Even with advanced and timely screening, we observed breast cancer may still be missed, underscoring the role of risk reduction mastectomy for high-risk PV carriers which has been available as standard care for individuals carrying PVs in BRCA1, BRCA2, CDH1, PALB2, PTEN and TP53 (case 8, 9; Table 5) [11]. For example, a minute focus of DCIS (case 8) was discovered by preventive mastectomy 2 months after a non-revealing breast MRI. In another example (case 9), when this woman was undergoing treatment for left breast cancer, a metastatic breast cancer was incidentally discovered in the right axilla’s lymph node by PET/CT scan 7 months after a non-revealing breast MRI of the right breast. No primary site was found in the right breast by mastectomy after neoadjuvant chemotherapy. This metastatic lesion in the lymph node could come from a primary lesion undetectable in the right breast before the neoadjuvant chemotherapy, or from the contralateral primary breast lesion.

In three women who have had unilateral breast cancer and undergone B/L mastectomy, breast palpation examination identified recurrent cancer on the reconstructed breasts (case 11, 12 and 13).

For individuals whose genetic PVs do not significantly increase breast risk, it is equally important to ensure the adherence to routine screening recommended for general population, including screening mammography. Three examples of such cancer were detected by screening mammogram in case 14, 15 and 16. When caring for this high-risk population, we have noticed that neglecting routine cancer screening by the patients is quite common. Underutilizing breast screening is not unique for this population. Based on 2017 United States health statistics, only 67% of the women 50 years and over had a mammogram within the past 2 years [28].

Many individuals with genetic risk for multiple cancer types or have had personal or family history of multiple cancers, are often emotionally, physically and financially overwhelmed. They often experience screening fatigue. Many focuses on the type of cancer they perceive as the most dangerous, while neglecting screening for other types which they perceive as not as important. For example, women carrying MMR gene PVs may neglect routine breast cancer screening because it has not been seen in her relatives or it is not listed as an increased risk.

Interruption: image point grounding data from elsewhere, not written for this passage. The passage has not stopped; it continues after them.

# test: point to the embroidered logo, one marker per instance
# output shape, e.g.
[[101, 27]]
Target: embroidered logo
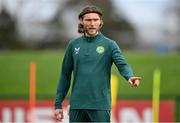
[[100, 49], [77, 50]]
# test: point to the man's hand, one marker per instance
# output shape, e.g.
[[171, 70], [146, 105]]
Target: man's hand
[[59, 115], [134, 81]]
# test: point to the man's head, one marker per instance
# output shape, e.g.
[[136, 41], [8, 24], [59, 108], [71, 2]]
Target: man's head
[[90, 20]]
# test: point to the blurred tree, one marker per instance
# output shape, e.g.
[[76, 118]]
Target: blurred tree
[[115, 26], [8, 38], [172, 16]]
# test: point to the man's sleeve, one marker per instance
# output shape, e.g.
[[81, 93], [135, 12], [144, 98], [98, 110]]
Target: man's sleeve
[[65, 78], [120, 62]]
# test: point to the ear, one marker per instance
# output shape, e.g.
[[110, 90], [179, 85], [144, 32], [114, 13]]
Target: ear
[[101, 24]]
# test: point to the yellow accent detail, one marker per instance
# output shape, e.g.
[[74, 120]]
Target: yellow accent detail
[[100, 49]]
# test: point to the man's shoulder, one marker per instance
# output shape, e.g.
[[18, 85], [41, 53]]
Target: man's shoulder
[[108, 40], [76, 40]]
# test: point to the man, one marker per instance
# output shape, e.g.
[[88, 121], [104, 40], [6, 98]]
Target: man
[[90, 57]]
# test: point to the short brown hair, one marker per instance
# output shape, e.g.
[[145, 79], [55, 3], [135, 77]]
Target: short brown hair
[[86, 10]]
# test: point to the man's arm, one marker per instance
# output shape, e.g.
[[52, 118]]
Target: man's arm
[[122, 65], [64, 82]]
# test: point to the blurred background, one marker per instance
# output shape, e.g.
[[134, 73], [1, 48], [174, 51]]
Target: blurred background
[[147, 31]]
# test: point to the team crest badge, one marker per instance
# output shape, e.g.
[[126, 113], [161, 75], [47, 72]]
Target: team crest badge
[[77, 50], [100, 49]]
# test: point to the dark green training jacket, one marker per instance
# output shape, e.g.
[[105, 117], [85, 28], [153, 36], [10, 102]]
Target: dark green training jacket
[[90, 59]]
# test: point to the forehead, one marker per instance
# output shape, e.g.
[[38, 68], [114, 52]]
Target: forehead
[[91, 16]]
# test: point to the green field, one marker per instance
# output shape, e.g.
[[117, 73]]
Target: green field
[[14, 74]]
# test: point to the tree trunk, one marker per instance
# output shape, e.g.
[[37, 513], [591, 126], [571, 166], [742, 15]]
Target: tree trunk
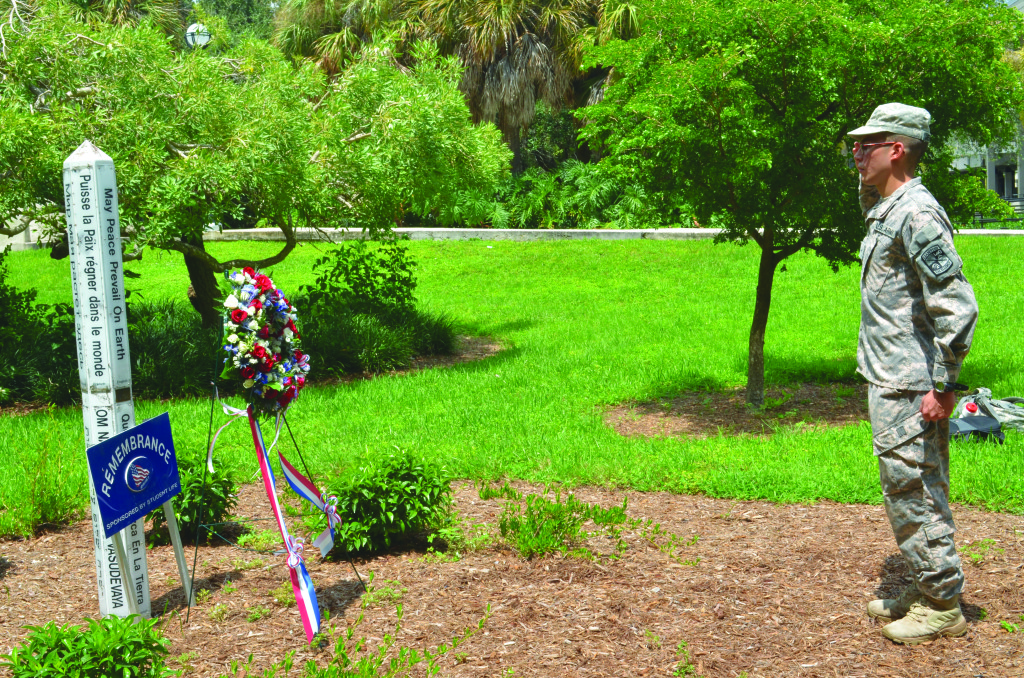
[[203, 290], [514, 139], [762, 304]]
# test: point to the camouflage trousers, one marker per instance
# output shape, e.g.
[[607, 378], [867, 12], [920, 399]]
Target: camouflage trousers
[[913, 464]]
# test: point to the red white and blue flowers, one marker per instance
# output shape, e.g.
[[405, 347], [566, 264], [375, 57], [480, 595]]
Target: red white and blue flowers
[[262, 342]]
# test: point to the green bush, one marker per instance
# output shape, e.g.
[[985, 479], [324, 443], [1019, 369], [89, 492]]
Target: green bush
[[360, 315], [130, 647], [376, 281], [395, 496], [198, 505]]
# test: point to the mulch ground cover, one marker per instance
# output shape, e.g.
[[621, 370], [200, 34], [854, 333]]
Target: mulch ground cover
[[770, 590], [699, 414]]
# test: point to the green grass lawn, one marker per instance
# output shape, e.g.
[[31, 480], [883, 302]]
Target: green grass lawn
[[586, 324]]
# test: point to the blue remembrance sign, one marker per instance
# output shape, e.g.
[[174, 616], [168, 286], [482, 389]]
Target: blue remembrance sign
[[134, 472]]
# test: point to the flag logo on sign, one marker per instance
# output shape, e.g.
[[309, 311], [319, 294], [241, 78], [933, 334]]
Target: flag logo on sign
[[136, 475]]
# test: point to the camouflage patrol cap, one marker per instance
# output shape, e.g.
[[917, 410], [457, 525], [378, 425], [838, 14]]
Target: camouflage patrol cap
[[897, 119]]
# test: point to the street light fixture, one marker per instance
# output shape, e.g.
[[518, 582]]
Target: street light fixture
[[197, 35]]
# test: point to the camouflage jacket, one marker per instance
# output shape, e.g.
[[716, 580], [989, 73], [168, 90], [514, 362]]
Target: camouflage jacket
[[918, 312]]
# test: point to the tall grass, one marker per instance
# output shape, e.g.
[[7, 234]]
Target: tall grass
[[591, 324]]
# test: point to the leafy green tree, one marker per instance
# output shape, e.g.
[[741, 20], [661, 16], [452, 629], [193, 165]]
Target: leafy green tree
[[740, 109], [248, 17], [515, 53], [230, 135]]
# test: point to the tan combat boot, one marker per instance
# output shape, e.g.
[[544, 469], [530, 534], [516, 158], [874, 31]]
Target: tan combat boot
[[927, 620], [892, 609]]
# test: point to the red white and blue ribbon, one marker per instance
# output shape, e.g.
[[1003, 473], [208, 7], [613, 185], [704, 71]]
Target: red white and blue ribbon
[[304, 488], [302, 585]]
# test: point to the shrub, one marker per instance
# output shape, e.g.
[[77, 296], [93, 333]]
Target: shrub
[[359, 315], [130, 647], [194, 503], [376, 281], [396, 496]]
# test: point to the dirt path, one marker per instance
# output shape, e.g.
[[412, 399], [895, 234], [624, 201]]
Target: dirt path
[[778, 591]]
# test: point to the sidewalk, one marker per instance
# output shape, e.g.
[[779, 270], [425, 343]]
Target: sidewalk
[[517, 235]]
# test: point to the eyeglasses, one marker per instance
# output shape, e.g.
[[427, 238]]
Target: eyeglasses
[[862, 147]]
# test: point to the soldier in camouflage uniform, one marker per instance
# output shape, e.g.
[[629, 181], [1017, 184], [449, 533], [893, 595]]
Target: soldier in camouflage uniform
[[918, 318]]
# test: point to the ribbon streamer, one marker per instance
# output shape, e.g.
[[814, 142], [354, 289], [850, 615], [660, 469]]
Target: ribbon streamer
[[235, 414], [305, 489], [302, 585]]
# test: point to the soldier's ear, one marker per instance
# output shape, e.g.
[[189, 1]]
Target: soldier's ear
[[898, 152]]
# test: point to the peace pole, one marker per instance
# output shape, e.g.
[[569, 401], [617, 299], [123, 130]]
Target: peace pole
[[103, 362]]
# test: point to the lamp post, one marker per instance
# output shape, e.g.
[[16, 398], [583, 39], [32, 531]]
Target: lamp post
[[198, 35]]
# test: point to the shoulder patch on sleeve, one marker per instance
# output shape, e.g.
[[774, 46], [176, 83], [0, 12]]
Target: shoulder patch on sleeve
[[937, 259], [929, 232]]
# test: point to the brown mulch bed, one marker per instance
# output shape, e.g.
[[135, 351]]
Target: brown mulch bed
[[700, 414], [767, 589]]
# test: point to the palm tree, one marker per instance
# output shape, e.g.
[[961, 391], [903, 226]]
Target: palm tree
[[515, 52], [167, 14]]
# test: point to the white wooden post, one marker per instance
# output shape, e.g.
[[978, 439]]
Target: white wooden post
[[103, 362]]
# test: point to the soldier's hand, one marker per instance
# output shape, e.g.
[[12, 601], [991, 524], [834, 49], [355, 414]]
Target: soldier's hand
[[937, 406]]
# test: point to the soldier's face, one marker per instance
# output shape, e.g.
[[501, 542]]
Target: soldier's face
[[875, 159]]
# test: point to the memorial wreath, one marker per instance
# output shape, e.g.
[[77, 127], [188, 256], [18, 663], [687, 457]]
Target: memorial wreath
[[263, 355], [262, 342]]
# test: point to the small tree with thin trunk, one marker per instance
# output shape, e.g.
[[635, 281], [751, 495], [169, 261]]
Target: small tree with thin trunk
[[741, 109]]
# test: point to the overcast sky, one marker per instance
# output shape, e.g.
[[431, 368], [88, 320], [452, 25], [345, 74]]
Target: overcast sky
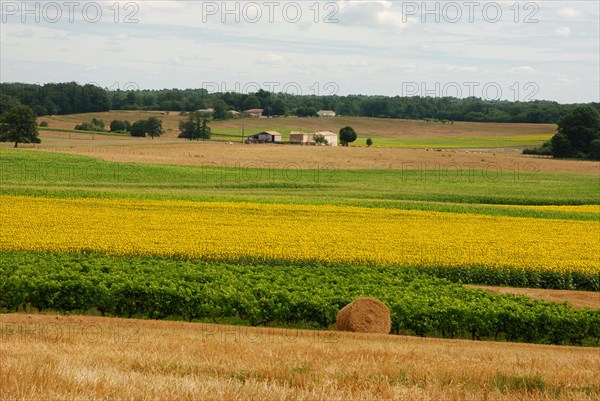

When caring individuals with genetic predisposition to cancers, it is beneficial to have a holistic approach to consider the individual as a whole. In addition to the genetic risk PVs, we should consider risk of all organs, environmental exposures, family histories and any cancer related personal history, such as histology, stage, type of treatment and remission status.

5. Conclusions

Women with high-risk genetic predisposition to breast cancer often become aware about the risk at an age much older than the age recommended to begin enhanced screening with MRI. For women carrying high-risk genetic variants, it is likely beneficial to begin breast MRI immediately after the discovery of genetic high-risk, instead of beginning with mammogram, then followed by MRI 6 months later. In addition, despite the extensive screening utilizing MRI, some early-stage breast cancers were missed, highlighting the recommendations to undergo risk reduction mastectomy for women with high-risk PVs.